Saya tetap mencoba menyodorkan lebih, sekadar tanda terima kasih untuk waktu dan tenaga yang sudah ia curahkan. Namun ia kembali menggeleng, menolak dengan halus dan hanya mengambil sesuai harga filter oli.
Akhirnya saya menyelipkan uang itu ke tangan salah satu staff yang sejak tadi bekerja cekatan dengan keringat masih menempel di pelipisnya. Raut wajah mereka berubah, campuran antara kaget dan syukur yang tulus.
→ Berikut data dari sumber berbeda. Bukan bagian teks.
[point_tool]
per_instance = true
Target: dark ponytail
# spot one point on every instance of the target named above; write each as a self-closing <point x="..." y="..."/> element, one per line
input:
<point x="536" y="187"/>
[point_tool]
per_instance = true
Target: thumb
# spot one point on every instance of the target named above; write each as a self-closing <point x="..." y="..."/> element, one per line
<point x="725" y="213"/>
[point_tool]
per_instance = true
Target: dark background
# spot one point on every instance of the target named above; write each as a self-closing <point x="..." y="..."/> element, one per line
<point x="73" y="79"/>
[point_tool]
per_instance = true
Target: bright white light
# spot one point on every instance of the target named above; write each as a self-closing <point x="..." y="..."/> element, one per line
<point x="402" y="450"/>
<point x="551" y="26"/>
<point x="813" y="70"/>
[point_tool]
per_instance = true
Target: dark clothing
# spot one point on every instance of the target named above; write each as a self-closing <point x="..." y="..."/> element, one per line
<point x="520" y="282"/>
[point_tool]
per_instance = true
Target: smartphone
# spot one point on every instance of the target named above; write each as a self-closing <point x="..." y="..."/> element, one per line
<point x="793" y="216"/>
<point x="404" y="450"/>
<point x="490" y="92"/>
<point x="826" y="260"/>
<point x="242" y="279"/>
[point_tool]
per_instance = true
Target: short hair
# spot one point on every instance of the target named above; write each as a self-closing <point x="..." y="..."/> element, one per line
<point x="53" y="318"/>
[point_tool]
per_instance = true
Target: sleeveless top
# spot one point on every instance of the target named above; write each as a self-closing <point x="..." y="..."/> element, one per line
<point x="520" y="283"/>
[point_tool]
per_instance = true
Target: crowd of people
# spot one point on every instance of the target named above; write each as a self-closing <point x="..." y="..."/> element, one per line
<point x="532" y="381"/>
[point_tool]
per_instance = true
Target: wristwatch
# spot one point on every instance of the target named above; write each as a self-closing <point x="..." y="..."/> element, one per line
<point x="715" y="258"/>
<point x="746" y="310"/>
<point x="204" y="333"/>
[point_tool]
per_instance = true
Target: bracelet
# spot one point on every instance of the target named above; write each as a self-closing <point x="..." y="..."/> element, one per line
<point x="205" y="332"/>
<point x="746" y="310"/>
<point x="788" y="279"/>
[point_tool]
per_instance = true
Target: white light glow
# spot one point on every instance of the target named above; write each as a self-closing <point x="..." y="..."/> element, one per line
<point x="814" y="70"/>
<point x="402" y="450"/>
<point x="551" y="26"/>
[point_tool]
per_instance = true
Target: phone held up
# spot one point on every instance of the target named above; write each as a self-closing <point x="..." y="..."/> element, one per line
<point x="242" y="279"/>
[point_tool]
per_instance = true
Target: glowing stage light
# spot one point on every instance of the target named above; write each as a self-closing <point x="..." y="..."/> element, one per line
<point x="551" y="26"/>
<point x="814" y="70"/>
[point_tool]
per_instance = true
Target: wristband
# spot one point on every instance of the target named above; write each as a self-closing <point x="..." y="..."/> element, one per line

Saat kami kembali ke mobil, ada rasa hangat yang sulit dijelaskan. Bukan hanya karena kendaraan siap melanjutkan perjalanan, tapi karena kebaikan sederhana itu hadir begitu jernih, tanpa hitung-hitungan.
Di perjalanan saya teringat bahwa tidak semua nilai bisa diukur dengan angka. Ada hal-hal yang tidak tertulis di nota atau kuitansi, melainkan hadir lewat sikap kecil yang meninggalkan bekas panjang di hati.
Kebaikan yang muncul tanpa pamrih itu sering kali lebih berharga dari apa pun, karena justru di situlah perjalanan mendapat makna yang tidak bisa dibeli.
“The truest value is often carried in a smile, not in a price tag.”
Part 37.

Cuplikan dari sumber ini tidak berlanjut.